Transforming Rural Water Governance: Towards Deliberative and Polycentric Models?

Item

Title
Transforming Rural Water Governance: Towards Deliberative and Polycentric Models?
Creator
Andreas Neef
Date
2009
uri
https://www.researchgate.net/publication/46401238_Transforming_Rural_Water_Governance_Towards_Deliberative_and_Polycentric_Models
Description
Deliberative and participatory methods
Abstract
In recent years, many countries have experienced a formal shift from command-and-control and prescriptive management of natural resources towards policy making and planning processes that build on collaboration, negotiation and deliberation among policy-makers, scientists and local stakeholders (Bouwen and Tallieu, 2004; Warner, 2006; Ansell and Gash, 2008). Public participation in environmental decision-making and implementation has become part and parcel of the environmental governance rhetoric in many industrialised countries (Sabatier et al., 2005; Messner et al., 2006; Cronin and Ostergren, 2007; Ferreyra et al., 2008; Medd and Marvin, 2008; Marshall, in press). In emerging economies and developing countries 'participatory environmental governance' has also been discussed as an alternative to centralised, top-down approaches towards natural resource conservation and management (e.g. Gupte and Bartlett, 2007; Neaera Abers, 2007; Huang et al., 2009).

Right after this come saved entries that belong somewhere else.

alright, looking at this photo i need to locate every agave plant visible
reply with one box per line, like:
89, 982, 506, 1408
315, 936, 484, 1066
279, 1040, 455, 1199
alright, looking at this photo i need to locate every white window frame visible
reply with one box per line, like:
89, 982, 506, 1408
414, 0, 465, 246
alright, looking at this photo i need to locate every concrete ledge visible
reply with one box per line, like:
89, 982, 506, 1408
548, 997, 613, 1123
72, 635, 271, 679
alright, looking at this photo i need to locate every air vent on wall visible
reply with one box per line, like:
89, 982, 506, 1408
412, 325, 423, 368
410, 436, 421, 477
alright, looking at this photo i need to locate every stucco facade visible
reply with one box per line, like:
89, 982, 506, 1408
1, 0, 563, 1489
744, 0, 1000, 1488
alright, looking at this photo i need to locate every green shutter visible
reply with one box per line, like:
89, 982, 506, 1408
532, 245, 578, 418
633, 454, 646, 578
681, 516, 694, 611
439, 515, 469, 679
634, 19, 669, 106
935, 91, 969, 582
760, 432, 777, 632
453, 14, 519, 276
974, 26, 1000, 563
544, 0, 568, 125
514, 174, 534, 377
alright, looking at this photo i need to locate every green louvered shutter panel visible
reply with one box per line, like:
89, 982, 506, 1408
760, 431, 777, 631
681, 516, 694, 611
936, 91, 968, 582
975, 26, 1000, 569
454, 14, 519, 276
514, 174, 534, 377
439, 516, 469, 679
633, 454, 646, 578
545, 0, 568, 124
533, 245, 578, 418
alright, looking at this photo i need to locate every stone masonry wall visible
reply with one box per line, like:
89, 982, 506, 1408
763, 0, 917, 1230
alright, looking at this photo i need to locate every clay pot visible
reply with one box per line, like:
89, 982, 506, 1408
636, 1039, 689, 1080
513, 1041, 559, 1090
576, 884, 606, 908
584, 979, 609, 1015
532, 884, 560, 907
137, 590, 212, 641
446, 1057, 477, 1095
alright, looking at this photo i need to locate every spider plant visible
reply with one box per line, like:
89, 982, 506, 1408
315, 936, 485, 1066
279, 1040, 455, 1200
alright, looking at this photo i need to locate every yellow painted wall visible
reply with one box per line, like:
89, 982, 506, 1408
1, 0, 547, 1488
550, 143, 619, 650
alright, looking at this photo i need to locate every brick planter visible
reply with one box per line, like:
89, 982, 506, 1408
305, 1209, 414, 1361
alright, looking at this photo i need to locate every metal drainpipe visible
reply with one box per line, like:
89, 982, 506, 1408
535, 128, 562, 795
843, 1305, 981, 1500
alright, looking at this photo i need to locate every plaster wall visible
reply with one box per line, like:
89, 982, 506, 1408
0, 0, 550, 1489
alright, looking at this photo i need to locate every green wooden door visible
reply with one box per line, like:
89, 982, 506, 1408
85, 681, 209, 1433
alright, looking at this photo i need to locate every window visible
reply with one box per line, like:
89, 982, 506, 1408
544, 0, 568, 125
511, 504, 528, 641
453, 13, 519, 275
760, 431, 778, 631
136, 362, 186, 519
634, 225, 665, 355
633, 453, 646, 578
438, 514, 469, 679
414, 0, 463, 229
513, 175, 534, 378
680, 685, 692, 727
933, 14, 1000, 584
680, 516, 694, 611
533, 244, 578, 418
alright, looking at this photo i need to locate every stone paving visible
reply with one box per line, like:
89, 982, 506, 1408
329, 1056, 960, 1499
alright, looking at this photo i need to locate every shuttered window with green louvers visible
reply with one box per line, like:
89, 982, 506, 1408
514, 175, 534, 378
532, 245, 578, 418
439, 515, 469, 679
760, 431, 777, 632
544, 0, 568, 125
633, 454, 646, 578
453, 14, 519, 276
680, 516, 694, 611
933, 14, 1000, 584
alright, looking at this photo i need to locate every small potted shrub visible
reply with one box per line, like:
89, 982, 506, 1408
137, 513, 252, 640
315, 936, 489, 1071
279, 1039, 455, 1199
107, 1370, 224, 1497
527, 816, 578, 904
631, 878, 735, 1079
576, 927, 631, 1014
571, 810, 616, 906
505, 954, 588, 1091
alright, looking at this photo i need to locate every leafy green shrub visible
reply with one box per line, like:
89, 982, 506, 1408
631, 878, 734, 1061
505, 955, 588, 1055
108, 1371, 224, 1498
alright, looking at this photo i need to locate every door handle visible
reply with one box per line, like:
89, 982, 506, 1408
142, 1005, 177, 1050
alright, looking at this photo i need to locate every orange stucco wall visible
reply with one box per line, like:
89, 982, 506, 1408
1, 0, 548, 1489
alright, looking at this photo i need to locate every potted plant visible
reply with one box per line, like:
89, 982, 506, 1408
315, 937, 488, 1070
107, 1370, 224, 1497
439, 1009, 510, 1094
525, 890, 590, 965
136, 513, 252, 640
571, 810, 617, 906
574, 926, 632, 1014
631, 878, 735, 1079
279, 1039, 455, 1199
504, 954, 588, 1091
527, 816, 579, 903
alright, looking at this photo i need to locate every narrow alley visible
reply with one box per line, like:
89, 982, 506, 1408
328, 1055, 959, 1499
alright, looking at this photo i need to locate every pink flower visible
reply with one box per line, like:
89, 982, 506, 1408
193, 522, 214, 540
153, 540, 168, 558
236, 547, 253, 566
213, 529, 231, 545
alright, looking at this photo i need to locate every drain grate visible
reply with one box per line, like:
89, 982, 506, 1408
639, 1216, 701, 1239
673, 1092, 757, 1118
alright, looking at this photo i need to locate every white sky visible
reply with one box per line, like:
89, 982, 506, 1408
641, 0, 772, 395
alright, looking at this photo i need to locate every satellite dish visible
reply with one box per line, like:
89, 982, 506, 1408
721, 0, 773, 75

At the international policy level, the Rio Declaration and the Agenda 21 (1992), the World Summit on Sustainable Development (WSSD) Johannesburg Plan of Implementation (2002), and the 1998 UN Economic Commission for Europe (UNECE) "Convention on Access to Information, Public Participation in Decision-making and Access to Justice in Environmental Matters" (the so-called Aarhus Convention) have been the most important drivers for enhanced citizen participation in environmental governance.